Debugging — Visualising Which Branch Is Active
The single biggest productivity win when building behavior trees is
a debug overlay that shows the last status of every node. Wrap
tick() once to record it, then walk the tree to render
it as a colour-coded outline:
function instrument(node) {
const original = node.tick.bind(node);
node.tick = (bb) => {
const status = original(bb);
node.lastStatus = status; // green=SUCCESS, red=FAILURE, yellow=RUNNING
return status;
};
if (node.children) node.children.forEach(instrument);
if (node.child) instrument(node.child);
return node;
}
instrument(guardTree);
// In your debug HUD:
function drawNode(node, depth = 0) {
const color = { SUCCESS: '#22c55e', FAILURE: '#ef4444', RUNNING: '#facc15' }[node.lastStatus] || '#555';
console.log(' '.repeat(depth) + node.constructor.name, color);
(node.children || (node.child ? [node.child] : [])).forEach((c) => drawNode(c, depth + 1));
}
Watching the active branch light up yellow in real time makes it
immediately obvious why an NPC "won't attack" — usually a stale
lastSeenAt or a raycast blocked by its own collider.
When to Reach for Utility AI or HTNs Instead
Behavior trees excel when priorities are mostly fixed and hand-authored — exactly the guard above.

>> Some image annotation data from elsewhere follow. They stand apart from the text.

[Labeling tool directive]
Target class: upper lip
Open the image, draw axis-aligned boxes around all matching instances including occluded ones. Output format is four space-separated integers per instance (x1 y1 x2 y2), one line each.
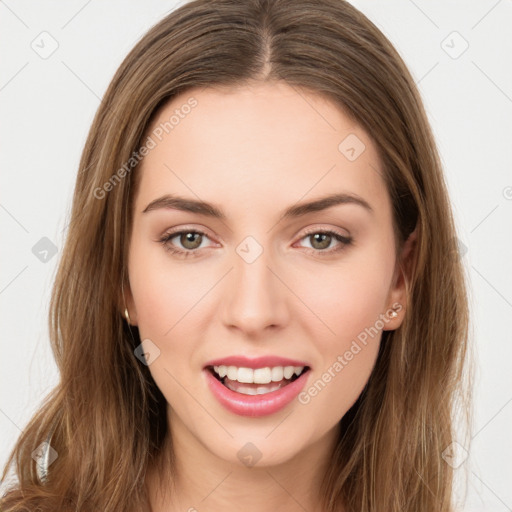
205 355 309 369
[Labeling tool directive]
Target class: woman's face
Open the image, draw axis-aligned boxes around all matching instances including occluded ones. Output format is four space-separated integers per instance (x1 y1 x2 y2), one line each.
126 83 405 466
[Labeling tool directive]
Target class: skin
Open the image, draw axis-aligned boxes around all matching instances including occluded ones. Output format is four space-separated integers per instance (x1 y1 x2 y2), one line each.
125 83 413 512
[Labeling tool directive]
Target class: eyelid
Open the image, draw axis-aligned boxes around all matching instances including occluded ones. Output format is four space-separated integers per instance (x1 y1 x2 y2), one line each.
158 226 353 257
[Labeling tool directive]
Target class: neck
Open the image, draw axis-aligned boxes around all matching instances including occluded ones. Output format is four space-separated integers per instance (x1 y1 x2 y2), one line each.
147 406 338 512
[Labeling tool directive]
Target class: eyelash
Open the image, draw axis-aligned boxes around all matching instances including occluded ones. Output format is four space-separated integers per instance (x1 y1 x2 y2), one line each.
159 229 353 258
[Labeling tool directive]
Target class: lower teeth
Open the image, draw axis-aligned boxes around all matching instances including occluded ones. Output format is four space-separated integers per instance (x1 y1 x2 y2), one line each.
223 380 290 395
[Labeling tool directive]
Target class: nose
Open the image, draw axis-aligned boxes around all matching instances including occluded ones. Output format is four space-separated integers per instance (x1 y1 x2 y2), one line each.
221 244 290 337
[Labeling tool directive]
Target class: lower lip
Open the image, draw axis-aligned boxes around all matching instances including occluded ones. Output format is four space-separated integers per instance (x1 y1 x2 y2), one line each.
203 369 310 417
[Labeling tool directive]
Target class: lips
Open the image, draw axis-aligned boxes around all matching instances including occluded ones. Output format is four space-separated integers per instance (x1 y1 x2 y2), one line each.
203 356 311 417
204 355 311 369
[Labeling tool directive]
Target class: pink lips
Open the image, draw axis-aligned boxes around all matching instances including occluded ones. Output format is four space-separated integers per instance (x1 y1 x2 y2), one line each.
203 356 310 417
204 356 309 369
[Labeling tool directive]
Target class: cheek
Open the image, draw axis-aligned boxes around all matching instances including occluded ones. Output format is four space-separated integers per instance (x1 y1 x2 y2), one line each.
292 250 393 416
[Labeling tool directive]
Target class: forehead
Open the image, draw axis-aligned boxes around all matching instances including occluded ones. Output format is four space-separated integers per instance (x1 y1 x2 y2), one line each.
136 82 389 219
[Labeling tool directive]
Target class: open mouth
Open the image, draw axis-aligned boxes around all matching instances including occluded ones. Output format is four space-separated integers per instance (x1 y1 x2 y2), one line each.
206 366 310 395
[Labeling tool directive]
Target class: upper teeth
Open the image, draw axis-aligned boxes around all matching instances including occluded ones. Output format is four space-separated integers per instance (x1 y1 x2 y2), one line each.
213 365 304 384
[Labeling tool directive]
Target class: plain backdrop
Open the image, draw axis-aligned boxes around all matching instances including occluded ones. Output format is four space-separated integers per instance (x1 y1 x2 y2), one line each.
0 0 512 512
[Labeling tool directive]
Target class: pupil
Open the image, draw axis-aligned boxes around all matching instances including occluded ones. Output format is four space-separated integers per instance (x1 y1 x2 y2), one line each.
181 232 201 249
313 233 331 249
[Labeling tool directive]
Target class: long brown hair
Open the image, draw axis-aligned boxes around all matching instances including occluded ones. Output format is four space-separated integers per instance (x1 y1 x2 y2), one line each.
0 0 469 512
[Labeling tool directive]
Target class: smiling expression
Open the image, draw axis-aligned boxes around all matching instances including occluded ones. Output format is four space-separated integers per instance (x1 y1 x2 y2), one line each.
127 83 405 464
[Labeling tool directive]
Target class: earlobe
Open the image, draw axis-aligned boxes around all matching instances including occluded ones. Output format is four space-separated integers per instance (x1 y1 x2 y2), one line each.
384 227 418 331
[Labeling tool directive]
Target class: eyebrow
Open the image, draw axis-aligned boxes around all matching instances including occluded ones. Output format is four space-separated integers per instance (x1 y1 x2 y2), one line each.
142 193 374 221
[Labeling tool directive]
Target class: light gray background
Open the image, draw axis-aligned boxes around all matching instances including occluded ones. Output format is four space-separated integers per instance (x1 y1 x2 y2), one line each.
0 0 512 512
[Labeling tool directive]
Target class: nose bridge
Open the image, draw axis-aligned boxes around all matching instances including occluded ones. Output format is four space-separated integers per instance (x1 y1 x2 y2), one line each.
223 236 287 334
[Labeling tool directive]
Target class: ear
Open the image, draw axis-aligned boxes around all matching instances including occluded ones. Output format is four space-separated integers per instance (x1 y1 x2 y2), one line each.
383 227 418 331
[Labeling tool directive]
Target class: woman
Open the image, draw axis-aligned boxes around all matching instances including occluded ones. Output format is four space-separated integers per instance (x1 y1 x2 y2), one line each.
1 0 468 512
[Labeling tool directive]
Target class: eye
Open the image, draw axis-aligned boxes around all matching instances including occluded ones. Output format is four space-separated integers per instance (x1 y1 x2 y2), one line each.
159 229 214 258
301 229 353 256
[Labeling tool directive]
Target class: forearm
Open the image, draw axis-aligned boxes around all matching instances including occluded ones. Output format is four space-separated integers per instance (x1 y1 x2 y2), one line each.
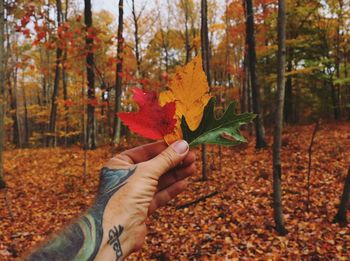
25 169 134 261
25 207 132 261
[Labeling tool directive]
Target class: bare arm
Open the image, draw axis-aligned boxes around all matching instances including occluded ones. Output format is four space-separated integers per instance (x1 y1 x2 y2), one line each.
25 142 195 261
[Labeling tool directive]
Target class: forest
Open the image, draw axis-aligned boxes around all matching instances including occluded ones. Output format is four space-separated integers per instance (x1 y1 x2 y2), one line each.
0 0 350 260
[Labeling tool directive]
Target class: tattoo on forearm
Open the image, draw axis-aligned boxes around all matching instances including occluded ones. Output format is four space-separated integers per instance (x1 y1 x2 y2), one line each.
107 225 124 261
26 167 136 261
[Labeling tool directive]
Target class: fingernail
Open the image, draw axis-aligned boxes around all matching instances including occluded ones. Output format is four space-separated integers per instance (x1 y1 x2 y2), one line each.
171 140 188 155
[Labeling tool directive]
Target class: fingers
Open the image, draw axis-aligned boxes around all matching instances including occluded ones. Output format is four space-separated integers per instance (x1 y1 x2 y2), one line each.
142 140 189 180
148 180 187 215
117 141 168 164
157 163 196 191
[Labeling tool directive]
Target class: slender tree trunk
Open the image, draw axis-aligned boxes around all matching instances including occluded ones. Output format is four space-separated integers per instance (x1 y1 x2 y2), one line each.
62 50 69 146
284 57 294 123
132 0 141 77
62 0 69 146
344 52 350 121
0 0 6 189
334 167 350 226
113 0 124 144
46 0 62 147
329 77 340 120
84 0 96 149
201 0 211 180
333 1 343 120
22 80 30 147
245 0 267 148
273 0 287 235
181 0 191 63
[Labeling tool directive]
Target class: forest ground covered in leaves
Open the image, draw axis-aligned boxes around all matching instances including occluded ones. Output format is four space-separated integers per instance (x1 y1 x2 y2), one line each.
0 122 350 260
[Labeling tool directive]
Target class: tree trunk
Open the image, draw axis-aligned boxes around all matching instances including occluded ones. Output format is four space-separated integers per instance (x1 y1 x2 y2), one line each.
329 77 340 120
46 0 62 147
334 167 350 226
132 0 141 77
284 57 294 123
273 0 287 235
344 53 350 121
181 0 191 63
245 0 267 148
0 0 6 189
84 0 96 149
62 50 69 146
113 0 124 144
22 80 30 147
201 0 211 180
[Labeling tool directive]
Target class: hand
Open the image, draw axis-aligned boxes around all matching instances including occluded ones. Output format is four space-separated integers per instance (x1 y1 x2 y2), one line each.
25 141 195 261
92 141 195 260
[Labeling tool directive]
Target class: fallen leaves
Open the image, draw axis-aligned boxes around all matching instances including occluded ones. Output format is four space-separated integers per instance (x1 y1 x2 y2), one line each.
118 88 176 140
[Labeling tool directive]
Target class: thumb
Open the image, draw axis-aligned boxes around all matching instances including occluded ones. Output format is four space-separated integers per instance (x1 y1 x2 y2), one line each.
146 140 189 179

They start to strain when you need many competing goals scored against continuous variables (hunger, ammo, threat level, squad cohesion) that trade off against each other; that's the sweet spot for utility AI, which scores every possible action with a function and picks the highest score each tick instead of a fixed priority order.
For NPCs that need to plan multi-step tactics (flank, then throw a grenade, then breach), a Hierarchical Task Network (HTN) planner — which searches over sequences of tasks to satisfy a goal — is a better fit than either. Many shipped games combine all three: a BT for reactive combat, utility scoring to pick which BT branch or target to prioritise, and squad-level HTN planning above both.
Rule of thumb: start with a behavior tree. It's the cheapest to build, easiest to debug, and covers the vast majority of NPC archetypes — guards, animals, turrets, companions. Only reach for utility AI or HTNs once you've hit a concrete wall a BT can't express cleanly.